A commentary in Italian daily La Stampa stresses meanwhile that the accord between Russia and NATO which is being prepared for signing in Rome establishes a framework of political cooperation, not a military framework; thus it highlights the political direction in which the Alliance as a whole is moving. " For NATO to remain also a valid military tool in the face of the new local and global challenges, it is necessary first and foremost for the Europeans to believe in the terrorist threat in the same way as the United States believes in it; and second, it is necessary for them to invest in their military budgets fully three times as much as they invest today—and this, over quite a few years. Certainly no one can take it for granted that the European governments are prepared to go to such lengths," says the newspaper.



A commentary in the Wall Street Journal makes recommendations on "how a radical overhaul" promised by NATO ministers in Reykjavik ought to look over the coming months.
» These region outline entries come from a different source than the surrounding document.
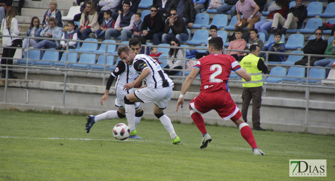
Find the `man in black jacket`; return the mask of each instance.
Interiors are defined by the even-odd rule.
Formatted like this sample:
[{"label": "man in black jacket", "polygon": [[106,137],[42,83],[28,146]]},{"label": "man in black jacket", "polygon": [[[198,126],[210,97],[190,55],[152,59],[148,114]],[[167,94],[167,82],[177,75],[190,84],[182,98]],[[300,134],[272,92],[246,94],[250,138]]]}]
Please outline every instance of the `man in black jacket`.
[{"label": "man in black jacket", "polygon": [[183,18],[189,27],[192,27],[196,14],[192,0],[172,0],[166,8],[167,15],[170,14],[172,9],[177,9],[179,17]]},{"label": "man in black jacket", "polygon": [[[157,13],[157,6],[152,5],[149,8],[150,14],[144,16],[142,23],[142,36],[145,39],[152,39],[153,44],[157,45],[164,33],[164,22],[162,21],[160,15]],[[149,31],[147,30],[148,28],[150,29]]]},{"label": "man in black jacket", "polygon": [[[304,47],[303,51],[304,53],[308,54],[324,55],[325,51],[327,48],[328,43],[327,41],[322,39],[323,30],[318,28],[315,30],[315,39],[311,39],[307,42],[307,44]],[[324,59],[324,57],[311,57],[310,65],[314,66],[314,62]],[[307,65],[308,63],[308,57],[304,56],[303,59],[294,63],[294,65]]]},{"label": "man in black jacket", "polygon": [[296,5],[287,11],[286,19],[278,13],[275,14],[270,32],[274,33],[277,32],[278,22],[283,26],[278,31],[284,35],[286,34],[287,29],[296,29],[301,23],[303,23],[304,20],[307,17],[307,10],[303,3],[303,0],[296,0]]}]

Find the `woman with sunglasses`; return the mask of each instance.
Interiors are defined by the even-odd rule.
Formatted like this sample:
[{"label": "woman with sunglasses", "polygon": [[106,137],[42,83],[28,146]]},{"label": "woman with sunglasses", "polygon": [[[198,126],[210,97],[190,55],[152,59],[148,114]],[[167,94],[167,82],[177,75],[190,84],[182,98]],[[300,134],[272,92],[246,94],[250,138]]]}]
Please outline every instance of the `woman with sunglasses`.
[{"label": "woman with sunglasses", "polygon": [[[171,46],[172,47],[180,47],[179,40],[177,38],[172,39],[171,41]],[[183,63],[184,61],[182,59],[184,57],[184,51],[183,49],[171,48],[168,55],[168,58],[175,58],[176,59],[168,59],[168,65],[164,67],[164,69],[183,69]],[[168,75],[174,75],[179,72],[174,70],[164,70]]]}]

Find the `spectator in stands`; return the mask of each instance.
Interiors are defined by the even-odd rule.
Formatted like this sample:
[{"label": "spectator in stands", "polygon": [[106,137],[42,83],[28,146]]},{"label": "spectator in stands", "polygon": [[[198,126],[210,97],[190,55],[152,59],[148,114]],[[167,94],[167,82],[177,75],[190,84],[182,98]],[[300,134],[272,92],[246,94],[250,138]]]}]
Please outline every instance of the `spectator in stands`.
[{"label": "spectator in stands", "polygon": [[200,13],[200,10],[207,7],[208,0],[193,0],[196,14]]},{"label": "spectator in stands", "polygon": [[236,3],[239,0],[224,0],[224,3],[216,8],[217,14],[224,14],[230,10],[232,17],[237,14],[236,11]]},{"label": "spectator in stands", "polygon": [[[235,24],[235,28],[247,26],[248,31],[250,32],[255,24],[261,20],[259,10],[259,7],[254,0],[240,0],[238,1],[236,3],[237,22]],[[241,14],[243,15],[242,18]]]},{"label": "spectator in stands", "polygon": [[0,0],[0,24],[5,18],[6,12],[9,7],[12,6],[13,0]]},{"label": "spectator in stands", "polygon": [[[229,50],[244,50],[247,47],[247,42],[244,39],[242,39],[243,29],[241,27],[236,28],[235,30],[235,36],[236,39],[229,42]],[[237,60],[239,60],[239,57],[242,55],[243,52],[231,52],[228,51],[227,54],[233,56]]]},{"label": "spectator in stands", "polygon": [[[140,4],[140,0],[128,0],[130,2],[130,7],[129,11],[133,13],[133,14],[137,12],[137,8],[138,8],[138,5]],[[113,13],[112,14],[112,18],[114,19],[116,19],[121,13],[123,12],[123,2],[124,1],[121,0],[118,6],[117,11]]]},{"label": "spectator in stands", "polygon": [[142,24],[143,21],[141,20],[142,17],[142,14],[141,13],[135,13],[135,21],[134,22],[133,26],[134,29],[133,29],[133,35],[131,35],[131,38],[133,38],[136,36],[140,36],[142,35]]},{"label": "spectator in stands", "polygon": [[159,44],[159,40],[164,33],[164,23],[162,21],[160,15],[157,13],[157,6],[152,5],[149,8],[150,14],[145,16],[143,19],[142,36],[145,39],[152,40],[153,44],[157,45]]},{"label": "spectator in stands", "polygon": [[108,28],[114,28],[115,21],[112,19],[112,12],[109,9],[105,11],[104,13],[104,20],[100,26],[100,28],[95,30],[95,32],[89,34],[92,38],[99,38],[104,36],[106,30]]},{"label": "spectator in stands", "polygon": [[[262,49],[264,47],[264,42],[259,38],[258,35],[258,30],[256,28],[252,28],[250,30],[250,35],[247,44],[247,50],[249,50],[250,47],[253,44],[257,44]],[[239,57],[239,61],[241,61],[244,57],[248,55],[247,53],[244,53],[242,55]]]},{"label": "spectator in stands", "polygon": [[[311,39],[307,42],[307,44],[304,47],[303,51],[304,53],[307,54],[324,55],[325,51],[327,48],[328,43],[327,41],[322,39],[323,30],[318,28],[315,30],[315,39]],[[323,59],[323,57],[311,57],[310,65],[314,65],[314,62]],[[294,63],[295,65],[306,65],[308,63],[308,57],[305,56],[303,59]]]},{"label": "spectator in stands", "polygon": [[287,29],[296,29],[300,24],[303,23],[304,20],[307,17],[307,10],[303,3],[303,0],[296,0],[296,5],[287,11],[286,18],[280,13],[275,13],[270,32],[274,33],[277,31],[278,22],[283,27],[278,31],[284,35],[286,34]]},{"label": "spectator in stands", "polygon": [[[99,1],[98,6],[98,9],[100,9],[98,11],[99,15],[98,21],[99,21],[104,18],[104,13],[106,10],[109,10],[112,13],[116,12],[120,1],[121,0],[100,0]],[[111,17],[112,17],[112,14],[111,14]]]},{"label": "spectator in stands", "polygon": [[[157,53],[158,52],[158,51],[157,50],[157,48],[156,47],[151,47],[150,48],[150,52],[151,52],[151,54],[149,55],[149,56],[152,57],[159,57],[162,54],[164,53],[164,51],[163,51],[157,54]],[[158,58],[155,58],[155,60],[160,64],[163,63],[162,62],[159,62],[158,61]]]},{"label": "spectator in stands", "polygon": [[[171,28],[172,33],[169,33]],[[171,10],[170,17],[168,18],[164,28],[164,34],[162,35],[162,43],[167,43],[175,38],[179,42],[188,39],[188,32],[186,29],[185,22],[183,18],[178,16],[177,10]]]},{"label": "spectator in stands", "polygon": [[[215,25],[211,25],[210,27],[209,27],[209,30],[210,31],[210,34],[211,36],[207,38],[207,42],[208,42],[208,41],[209,41],[210,39],[212,39],[212,38],[214,38],[217,36],[218,37],[221,37],[221,38],[222,38],[222,37],[221,37],[219,35],[217,35],[217,27]],[[208,44],[207,44],[207,48],[208,48]],[[198,59],[208,55],[209,55],[209,53],[208,52],[208,51],[207,51],[206,53],[204,53],[198,52],[195,54],[195,58],[197,59]]]},{"label": "spectator in stands", "polygon": [[166,14],[166,8],[170,4],[170,3],[172,0],[159,0],[157,1],[157,3],[156,5],[158,7],[157,10],[157,13],[160,15],[162,17],[163,21],[165,21],[166,19],[166,15],[168,14]]},{"label": "spectator in stands", "polygon": [[[99,1],[100,1],[100,0],[85,0],[85,1],[83,0],[80,0],[81,2],[79,3],[79,4],[80,4],[80,3],[81,3],[81,2],[84,2],[84,3],[83,3],[83,4],[81,5],[81,6],[80,6],[80,12],[83,12],[84,10],[85,10],[85,8],[86,8],[86,3],[87,3],[87,2],[91,2],[93,3],[93,4],[94,4],[94,6],[95,7],[95,9],[97,11],[98,10],[97,9],[99,9],[99,8],[98,8],[97,7],[98,6],[98,4],[99,3]],[[74,2],[73,2],[74,3]],[[78,6],[78,5],[76,5]],[[100,10],[100,9],[99,9],[99,10]],[[73,21],[79,21],[80,20],[80,18],[81,17],[81,13],[77,14],[74,15],[74,17],[73,17]]]},{"label": "spectator in stands", "polygon": [[[13,37],[2,37],[2,46],[4,47],[2,50],[3,57],[12,58],[14,57],[16,49],[9,49],[6,47],[22,47],[22,40],[21,39],[16,38],[20,34],[21,28],[19,27],[17,20],[15,18],[17,15],[16,9],[14,7],[9,7],[1,24],[0,32],[3,35],[12,36]],[[2,58],[1,59],[1,64],[13,65],[13,59],[7,59]],[[4,69],[2,70],[1,78],[6,78],[6,67],[1,67]],[[9,68],[12,67],[9,67]],[[10,70],[8,72],[8,78],[9,79],[17,79],[17,78],[13,75],[13,72]]]},{"label": "spectator in stands", "polygon": [[[78,39],[78,36],[77,33],[74,32],[74,23],[72,21],[69,21],[67,23],[67,27],[68,31],[64,32],[61,39],[76,40]],[[63,50],[66,50],[66,45],[68,44],[67,42],[65,41],[61,41],[60,44],[56,47],[56,50],[60,50],[62,49]],[[76,44],[77,42],[75,41],[69,41],[69,49],[74,49],[76,48]],[[62,53],[62,55],[63,55]]]},{"label": "spectator in stands", "polygon": [[50,1],[50,7],[45,12],[44,17],[43,17],[43,21],[42,22],[42,25],[43,28],[45,28],[48,26],[48,20],[51,17],[56,18],[58,21],[58,26],[60,27],[63,27],[63,22],[62,22],[62,14],[61,11],[57,9],[57,2],[55,0],[51,0]]},{"label": "spectator in stands", "polygon": [[[271,26],[272,26],[273,21],[273,15],[275,13],[278,13],[280,14],[282,16],[284,17],[286,15],[288,6],[287,0],[276,0],[275,2],[273,2],[269,7],[268,11],[270,11],[270,13],[268,15],[266,19],[261,21],[255,24],[255,28],[257,29],[259,31],[265,34],[266,40],[269,40],[269,33],[268,32],[271,30]],[[262,49],[262,48],[261,48],[261,49]]]},{"label": "spectator in stands", "polygon": [[[328,46],[326,49],[325,51],[325,55],[335,55],[335,35],[334,35],[334,39],[329,43],[328,43]],[[331,64],[330,62],[334,61],[335,60],[335,58],[334,57],[326,57],[325,59],[318,60],[314,62],[314,66],[320,66],[321,67],[326,67],[329,65],[328,67],[331,67],[333,65],[333,64]]]},{"label": "spectator in stands", "polygon": [[[43,28],[40,26],[40,19],[37,16],[34,16],[31,18],[31,21],[30,22],[30,26],[28,28],[27,32],[25,33],[26,36],[30,37],[41,37],[40,33],[43,31]],[[41,41],[40,39],[36,39],[33,38],[29,39],[29,46],[34,47],[37,44],[37,42]],[[26,48],[28,44],[28,38],[24,38],[23,40],[22,43],[22,47]]]},{"label": "spectator in stands", "polygon": [[[280,41],[281,39],[281,33],[276,32],[274,33],[274,42],[271,42],[266,47],[263,47],[261,51],[285,53],[285,44]],[[264,60],[266,58],[266,54],[260,53],[259,57],[263,58]],[[285,56],[284,55],[269,54],[268,61],[271,62],[284,62]]]},{"label": "spectator in stands", "polygon": [[[92,2],[89,1],[86,3],[86,8],[81,13],[80,22],[80,27],[74,31],[78,35],[81,35],[81,40],[84,40],[87,35],[99,29],[98,13]],[[80,46],[82,43],[80,42]]]},{"label": "spectator in stands", "polygon": [[[180,47],[179,40],[177,38],[174,38],[171,41],[171,46]],[[183,59],[184,58],[184,51],[183,49],[178,49],[171,48],[168,55],[168,58],[175,58],[176,59],[168,59],[168,65],[166,66],[164,69],[182,69],[183,64],[184,61]],[[179,72],[174,70],[164,70],[168,75],[174,75]]]},{"label": "spectator in stands", "polygon": [[111,39],[112,37],[121,35],[121,42],[127,41],[133,34],[133,25],[135,21],[135,13],[129,11],[131,3],[128,0],[123,2],[123,12],[119,15],[114,28],[106,30],[105,38]]},{"label": "spectator in stands", "polygon": [[[40,35],[46,38],[58,39],[61,38],[63,28],[57,26],[57,23],[58,21],[55,18],[52,17],[49,18],[48,20],[48,26],[41,32]],[[37,43],[34,47],[34,48],[44,49],[46,48],[56,48],[59,44],[59,42],[58,41],[45,39]],[[41,55],[43,52],[43,51],[41,51]]]},{"label": "spectator in stands", "polygon": [[173,9],[177,10],[179,17],[184,19],[189,27],[192,27],[196,14],[192,0],[172,0],[166,8],[166,13],[168,14]]}]

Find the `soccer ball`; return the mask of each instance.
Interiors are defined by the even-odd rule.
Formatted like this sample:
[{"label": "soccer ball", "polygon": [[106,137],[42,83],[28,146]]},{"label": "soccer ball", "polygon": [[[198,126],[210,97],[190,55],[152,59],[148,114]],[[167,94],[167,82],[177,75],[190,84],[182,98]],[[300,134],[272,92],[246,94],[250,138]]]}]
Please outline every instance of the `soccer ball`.
[{"label": "soccer ball", "polygon": [[130,131],[125,124],[119,123],[113,128],[113,135],[117,140],[124,140],[128,138]]}]

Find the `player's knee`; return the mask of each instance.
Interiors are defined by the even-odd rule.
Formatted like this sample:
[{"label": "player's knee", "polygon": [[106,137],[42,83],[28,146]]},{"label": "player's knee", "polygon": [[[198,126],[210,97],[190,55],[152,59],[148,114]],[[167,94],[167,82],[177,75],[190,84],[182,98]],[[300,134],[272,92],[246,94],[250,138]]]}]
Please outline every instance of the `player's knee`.
[{"label": "player's knee", "polygon": [[118,111],[118,116],[119,116],[119,118],[124,118],[126,117],[126,115],[120,113],[120,112],[119,112],[119,111]]},{"label": "player's knee", "polygon": [[129,99],[127,98],[126,96],[125,96],[124,98],[123,98],[123,100],[124,100],[125,104],[135,104],[135,103],[132,102],[129,100]]},{"label": "player's knee", "polygon": [[162,112],[160,114],[156,114],[156,113],[154,113],[153,114],[154,114],[155,116],[157,117],[157,118],[158,119],[164,115],[164,113]]},{"label": "player's knee", "polygon": [[135,116],[138,117],[142,117],[142,116],[143,115],[143,112],[144,112],[143,111],[143,110],[142,110],[139,112],[135,113]]}]

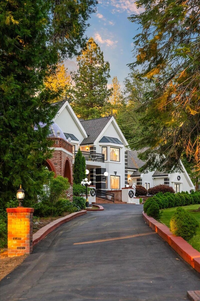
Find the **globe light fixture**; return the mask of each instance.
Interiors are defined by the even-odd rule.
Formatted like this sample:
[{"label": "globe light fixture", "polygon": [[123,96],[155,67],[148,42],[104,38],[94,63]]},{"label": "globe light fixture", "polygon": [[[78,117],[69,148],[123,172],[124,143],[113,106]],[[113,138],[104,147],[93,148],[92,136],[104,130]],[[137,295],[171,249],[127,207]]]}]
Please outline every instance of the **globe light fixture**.
[{"label": "globe light fixture", "polygon": [[19,201],[18,207],[22,207],[22,201],[24,198],[25,194],[24,190],[22,188],[22,185],[20,185],[20,187],[17,192],[17,198]]},{"label": "globe light fixture", "polygon": [[[88,169],[86,169],[85,171],[85,173],[86,174],[88,174],[89,171]],[[85,205],[88,208],[89,207],[90,204],[89,202],[89,201],[88,200],[88,187],[89,186],[92,182],[91,181],[88,181],[88,179],[87,178],[86,178],[84,179],[83,179],[81,182],[81,184],[82,186],[85,186],[86,190],[86,201],[85,202]]]}]

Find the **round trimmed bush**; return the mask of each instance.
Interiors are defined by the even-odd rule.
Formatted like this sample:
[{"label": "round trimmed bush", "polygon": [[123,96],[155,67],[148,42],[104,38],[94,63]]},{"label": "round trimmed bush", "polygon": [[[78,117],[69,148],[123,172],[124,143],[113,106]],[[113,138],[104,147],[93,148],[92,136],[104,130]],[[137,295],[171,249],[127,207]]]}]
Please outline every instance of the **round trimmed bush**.
[{"label": "round trimmed bush", "polygon": [[155,201],[153,201],[148,208],[147,214],[149,216],[153,217],[156,220],[159,219],[160,217],[159,206]]},{"label": "round trimmed bush", "polygon": [[171,232],[186,241],[189,240],[196,235],[198,227],[199,224],[196,219],[181,207],[177,208],[170,222]]},{"label": "round trimmed bush", "polygon": [[147,194],[147,190],[142,185],[136,185],[135,190],[136,196],[139,196],[139,195],[146,195]]},{"label": "round trimmed bush", "polygon": [[148,193],[150,195],[154,195],[158,192],[162,192],[162,193],[164,193],[165,192],[175,193],[175,191],[171,186],[162,184],[157,185],[154,187],[151,187],[148,190]]}]

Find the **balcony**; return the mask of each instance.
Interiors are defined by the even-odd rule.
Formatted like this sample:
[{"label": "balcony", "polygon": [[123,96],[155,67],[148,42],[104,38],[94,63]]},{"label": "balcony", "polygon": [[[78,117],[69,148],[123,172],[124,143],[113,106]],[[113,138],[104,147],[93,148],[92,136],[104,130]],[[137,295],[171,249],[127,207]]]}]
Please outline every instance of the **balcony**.
[{"label": "balcony", "polygon": [[[75,152],[75,156],[78,151]],[[81,152],[86,161],[92,161],[95,162],[101,162],[104,163],[104,154],[99,154],[96,153],[90,153],[89,152]]]}]

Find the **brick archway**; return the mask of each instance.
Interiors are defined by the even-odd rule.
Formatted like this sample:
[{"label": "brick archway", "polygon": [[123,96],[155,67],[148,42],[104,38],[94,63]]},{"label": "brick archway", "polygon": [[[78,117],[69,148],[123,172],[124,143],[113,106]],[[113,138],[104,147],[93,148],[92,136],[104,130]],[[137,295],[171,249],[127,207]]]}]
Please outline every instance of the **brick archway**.
[{"label": "brick archway", "polygon": [[64,170],[64,178],[67,178],[69,180],[69,183],[72,184],[72,173],[70,163],[68,158],[67,158],[65,163]]},{"label": "brick archway", "polygon": [[52,163],[51,162],[50,160],[48,159],[47,160],[45,161],[45,165],[47,166],[49,170],[50,171],[53,171],[54,173],[54,176],[56,177],[57,176],[56,172],[56,170],[55,168],[52,164]]}]

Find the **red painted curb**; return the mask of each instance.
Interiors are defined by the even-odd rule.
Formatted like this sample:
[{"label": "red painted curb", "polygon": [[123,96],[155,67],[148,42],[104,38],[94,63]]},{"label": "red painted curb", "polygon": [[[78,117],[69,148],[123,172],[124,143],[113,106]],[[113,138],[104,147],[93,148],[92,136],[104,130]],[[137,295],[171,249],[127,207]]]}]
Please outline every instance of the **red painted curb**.
[{"label": "red painted curb", "polygon": [[185,261],[200,273],[200,252],[180,236],[176,236],[167,226],[142,212],[143,218],[148,226],[168,243]]},{"label": "red painted curb", "polygon": [[46,226],[43,227],[41,229],[40,229],[33,235],[32,244],[33,247],[44,238],[47,235],[52,232],[52,231],[56,229],[62,224],[69,221],[78,216],[80,216],[83,214],[87,213],[86,210],[82,210],[78,212],[74,212],[67,215],[64,217],[61,217],[58,220],[54,221],[52,223],[50,223]]}]

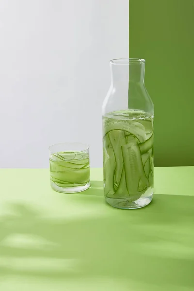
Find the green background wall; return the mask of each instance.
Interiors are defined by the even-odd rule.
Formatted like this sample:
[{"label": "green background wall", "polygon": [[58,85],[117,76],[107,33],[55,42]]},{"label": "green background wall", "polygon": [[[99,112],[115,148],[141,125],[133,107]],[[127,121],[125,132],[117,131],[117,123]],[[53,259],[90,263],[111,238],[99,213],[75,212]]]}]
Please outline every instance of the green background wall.
[{"label": "green background wall", "polygon": [[146,61],[156,166],[194,165],[194,0],[129,0],[129,57]]}]

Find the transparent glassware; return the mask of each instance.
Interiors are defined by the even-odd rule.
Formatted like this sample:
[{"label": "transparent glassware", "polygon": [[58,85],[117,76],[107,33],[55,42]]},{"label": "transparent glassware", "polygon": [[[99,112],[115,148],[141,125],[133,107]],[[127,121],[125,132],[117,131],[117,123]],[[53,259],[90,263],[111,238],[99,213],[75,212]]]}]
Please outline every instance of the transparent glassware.
[{"label": "transparent glassware", "polygon": [[89,146],[80,143],[56,144],[49,148],[50,185],[64,193],[80,192],[90,185]]},{"label": "transparent glassware", "polygon": [[146,61],[110,61],[102,107],[104,193],[122,209],[143,207],[153,194],[154,106],[144,84]]}]

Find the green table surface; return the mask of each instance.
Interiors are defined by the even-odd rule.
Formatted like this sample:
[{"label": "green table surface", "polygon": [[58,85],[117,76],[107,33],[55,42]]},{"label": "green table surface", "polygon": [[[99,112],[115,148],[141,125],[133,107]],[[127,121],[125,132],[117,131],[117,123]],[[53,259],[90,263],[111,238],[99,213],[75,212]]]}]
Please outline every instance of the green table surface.
[{"label": "green table surface", "polygon": [[194,167],[155,169],[146,207],[91,187],[54,192],[48,169],[0,170],[0,290],[194,290]]}]

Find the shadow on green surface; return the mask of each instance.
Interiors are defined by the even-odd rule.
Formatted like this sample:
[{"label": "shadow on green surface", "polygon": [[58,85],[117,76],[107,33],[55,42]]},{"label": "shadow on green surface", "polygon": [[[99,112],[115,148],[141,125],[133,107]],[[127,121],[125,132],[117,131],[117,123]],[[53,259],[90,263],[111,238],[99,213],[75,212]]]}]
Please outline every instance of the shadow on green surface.
[{"label": "shadow on green surface", "polygon": [[0,276],[117,278],[142,290],[144,284],[192,290],[194,203],[194,197],[155,195],[145,208],[107,205],[103,217],[73,220],[45,218],[32,205],[11,204],[13,214],[0,219]]}]

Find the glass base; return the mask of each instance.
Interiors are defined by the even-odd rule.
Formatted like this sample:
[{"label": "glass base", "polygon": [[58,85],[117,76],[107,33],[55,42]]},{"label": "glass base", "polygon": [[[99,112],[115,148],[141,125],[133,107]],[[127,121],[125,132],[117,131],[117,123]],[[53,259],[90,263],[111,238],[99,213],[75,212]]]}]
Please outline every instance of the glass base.
[{"label": "glass base", "polygon": [[84,191],[88,189],[90,186],[90,182],[87,183],[85,186],[63,187],[57,186],[56,184],[51,181],[50,185],[52,189],[55,191],[57,191],[57,192],[61,192],[62,193],[76,193],[77,192],[81,192],[81,191]]},{"label": "glass base", "polygon": [[107,203],[113,207],[120,208],[121,209],[134,209],[141,208],[148,205],[152,201],[153,198],[152,193],[147,197],[142,196],[135,201],[130,201],[129,199],[126,198],[115,199],[105,197]]}]

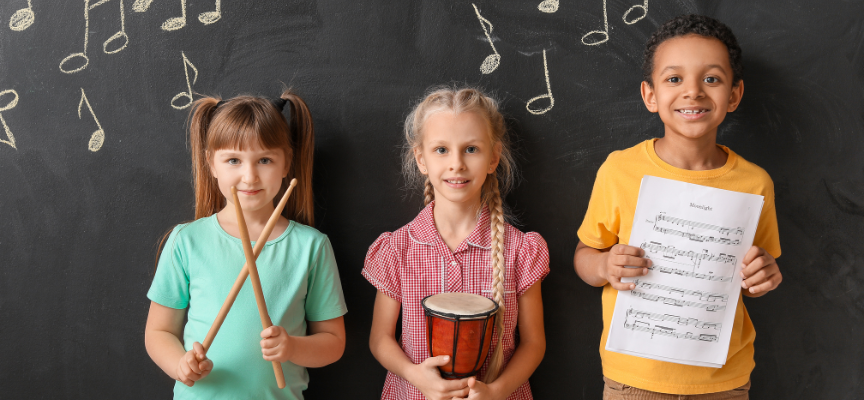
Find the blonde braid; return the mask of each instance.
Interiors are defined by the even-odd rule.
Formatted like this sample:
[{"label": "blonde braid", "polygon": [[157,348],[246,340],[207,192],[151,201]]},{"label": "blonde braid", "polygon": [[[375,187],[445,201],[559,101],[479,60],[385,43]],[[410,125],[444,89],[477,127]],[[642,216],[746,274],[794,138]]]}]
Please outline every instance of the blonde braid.
[{"label": "blonde braid", "polygon": [[504,364],[504,346],[502,343],[504,337],[504,314],[506,306],[504,304],[504,271],[506,265],[504,263],[504,207],[501,202],[501,192],[498,189],[498,179],[495,174],[489,174],[486,178],[489,181],[489,196],[486,202],[489,206],[489,219],[492,235],[492,300],[498,303],[498,315],[495,316],[495,330],[497,334],[494,338],[495,348],[492,353],[492,359],[489,360],[489,368],[486,370],[484,383],[492,383],[498,379],[501,374],[501,369]]},{"label": "blonde braid", "polygon": [[432,187],[432,181],[427,176],[426,183],[423,184],[423,205],[428,206],[432,200],[435,200],[435,188]]}]

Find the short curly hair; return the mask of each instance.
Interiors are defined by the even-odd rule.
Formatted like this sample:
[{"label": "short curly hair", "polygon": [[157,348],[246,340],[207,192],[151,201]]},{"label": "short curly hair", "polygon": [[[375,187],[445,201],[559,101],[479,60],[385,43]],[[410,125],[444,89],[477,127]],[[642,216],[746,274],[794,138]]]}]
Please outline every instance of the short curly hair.
[{"label": "short curly hair", "polygon": [[657,28],[648,42],[645,43],[645,54],[642,60],[642,80],[654,86],[651,74],[654,72],[654,53],[661,43],[676,38],[696,34],[699,36],[714,38],[726,45],[729,50],[729,64],[732,65],[732,86],[741,82],[744,74],[744,66],[741,62],[741,47],[732,30],[726,24],[704,15],[681,15],[666,21]]}]

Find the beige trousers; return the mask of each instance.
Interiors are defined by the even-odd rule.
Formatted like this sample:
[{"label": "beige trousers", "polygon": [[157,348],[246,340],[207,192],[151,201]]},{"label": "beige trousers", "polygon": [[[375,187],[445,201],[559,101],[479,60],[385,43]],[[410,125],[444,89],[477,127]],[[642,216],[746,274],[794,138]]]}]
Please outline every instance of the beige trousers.
[{"label": "beige trousers", "polygon": [[603,377],[603,400],[749,400],[750,382],[725,392],[705,394],[666,394],[637,389]]}]

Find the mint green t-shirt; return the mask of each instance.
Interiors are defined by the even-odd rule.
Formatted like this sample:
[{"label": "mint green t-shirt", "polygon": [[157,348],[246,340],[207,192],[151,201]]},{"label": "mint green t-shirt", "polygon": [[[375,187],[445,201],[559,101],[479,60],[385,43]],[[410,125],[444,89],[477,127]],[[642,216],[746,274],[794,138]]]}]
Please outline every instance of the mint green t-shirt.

According to the article, NATO must beef up on counter-terrorism. The NATO force structure in general is still too focused on the Fulda Gap. The Alliance’s one elite rapid-reaction corps, which can be moved without hours anywhere in the world, should be a model. SHAPE headquarters must be retooled to better address "asymmetrical" threats. NATO must be given the lead in cleaning up failed states, possibly worldwide. Postwar Kosovo and Bosnia show NATO can do the job well. NATO should probably be put in charge of the long-term mission in Afghanistan. NATO has strayed "out of area" before; where practical, stray it must, even to the Middle East. NATO can do more in nonmilitary fields. NATO’s small but sclerotic bureaucracy must also be turned upside-down. NATO must fight the coalition wars of the future better. The Alliance has procrastinated too long to streamline decision-making procedures. For their own interest, the Europeans must spend more on defense. The article insist that "for all its rust, NATO has proved its worth during the Cold War and afterward. It’s not too late to give it another fresh lease on life."



  • According to Frankfurter Allgemeine Zeitung, the EU’s efforts to test its joint security and defense policy in a real-world mission are collapsing under the weight of a dispute between Greece and Turkey. The planning is being caught up in the dispute between Greece and Turkey over a larger issue—the ability of the EU’s fledgling rapid-reaction force to rely on NATO’s planning capacities, stresses the article. It quotes Defense Minister Scharping saying Tuesday that if officials are unable to resolve the issue in the next six to eight weeks, the EU will have to reconsider its plans for the Former Yugoslav Republic of Macedonia. A related article in Le Figaro stresses that the establishment of binding relations between the EU and NATO remain in a standstill. The article adds, however, that the Spanish EU presidency hopes that a solution can be found before the EU summit in Seville in June. "Time is running out. If the Europeans want to implement their plan to take over the peacekeeping mission in the Former Yugoslav Republic of Macedonia in the fall, they need to reach an agreement with NATO within the next few weeks. The agreement, which has been approved by Athens’ 14 European partners for months, spells out the rules for access to NATO assets, notably planning," adds the newspaper.